Please solve the differential equation in its simplest form.

Question

$$sec^2(y) \frac{dy}{dx} + 2x \tan(y) = x^3$$ I am not able to get rid of that $dy/dx$ . Please help. PS: I need the answer as $\tan(y) =\frac{x^2 - 1}{2}$

Answer 1

Put tan y = t

Then we have,

$t' + 2xt = x^3$

It is first order linear equation.

As in the form y' + P(x).y = Q(x)

Solve it to find solution.

u(x) = $e^{\int p(x) dx}$

u(x) = $e^{\int 2x dx}$

u(x) = $e^{x^2}$

Now t = $\frac 1{u(x)} \int u(x).

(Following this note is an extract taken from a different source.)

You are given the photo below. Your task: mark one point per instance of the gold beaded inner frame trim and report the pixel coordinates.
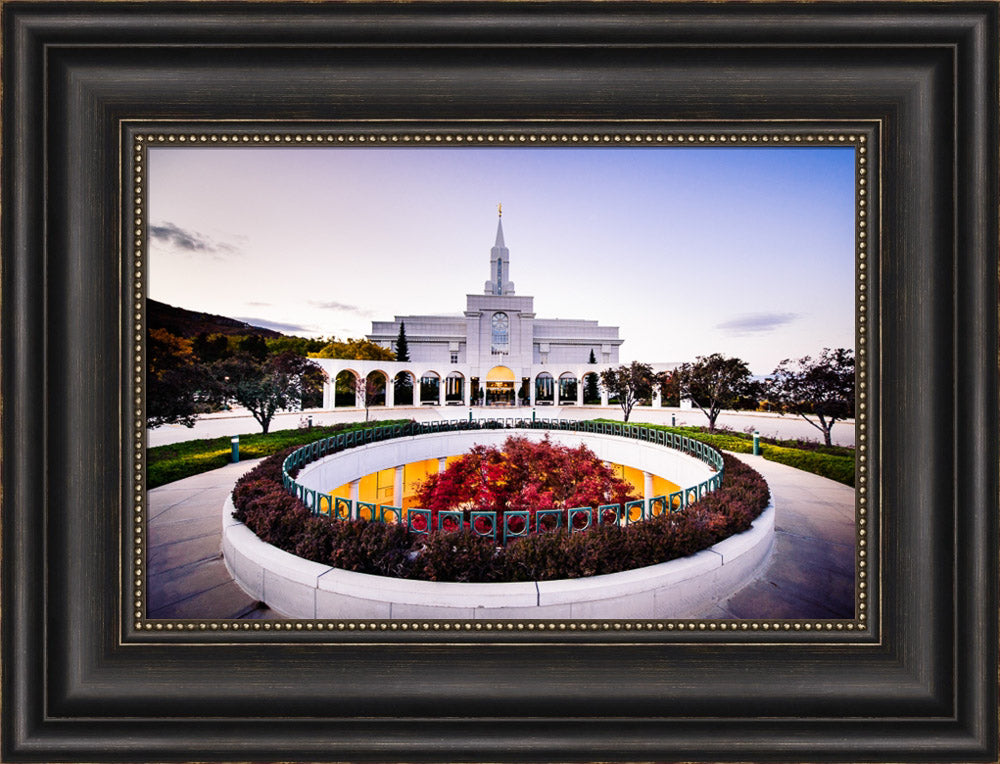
(138, 137)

Q(x) dx$

t = $\frac{1}{e^{x^2}} \int e^{x^2}. x^3 dx$

Now solve $\int e^{x^2}. x^3 dx$

Put $x^2 = z$

2x dx = dz

$x dx = \frac12 dz$

Above equation become,

$\frac 12 \int e^z. z dz$

Use integration by parts and replace values.

Answer 2

Hint. Guided by the answer/by inspection, we should make the substitution $z := \tan y$. Then the equation becomes $$ z' + 2xz = x^3$$

Answer 3

HINT:

$$\sec^2\left[\text{y}\left(x\right)\right]\cdot\text{y}'\left(x\right)+2\cdot x\cdot\tan\left[\text{y}\left(x\right)\right]=x^3$$

Let $\text{A}\left(x,\text{y}\right)=2\cdot x\cdot\tan\left(\text{y}\right)-x^3$ and $\text{B}\left(x,\text{y}\right)=\sec^2\left(\text{y}\right)$, this is not an exact equation, because:

$$\frac{\partial\space\text{A}\left(x,\text{y}\right)}{\partial\space\text{y}}=2\cdot x\cdot\sec^2\left(\text{y}\right)\ne0=\frac{\partial\space\text{B}\left(x,\text{y}\right)}{\partial x}$$

Find an integration factor, $\rho\left(x\right)$ such that:

$$\rho\left(x\right)\cdot\text{A}\left(x,\text{y}\right)+\rho\left(x\right)\cdot\text{B}\left(x,\text{y}\right)\cdot\text{y}'\left(x\right)=0$$

is exact.

This means:

$$\frac{\partial}{\partial\space\text{y}}\left[\rho\left(x\right)\cdot\text{A}\left(x,\text{y}\right)\right]=\frac{\partial}{\partial x}\left[\rho\left(x\right)\cdot\text{B}\left(x,\text{y}\right)\right]\implies2\cdot x\cdot\rho\left(x\right)\cdot\sec^2\left(\text{y}\right)=\sec^2\left(\text{y}\right)\cdot\rho\left(x\right)$$

This gives:

$$\int\frac{\rho'\left(x\right)}{\rho\left(x\right)}\space\text{d}x=\int2\cdot x\space\text{d}x=\ln\left|\rho\left(x\right)\right|=x^2$$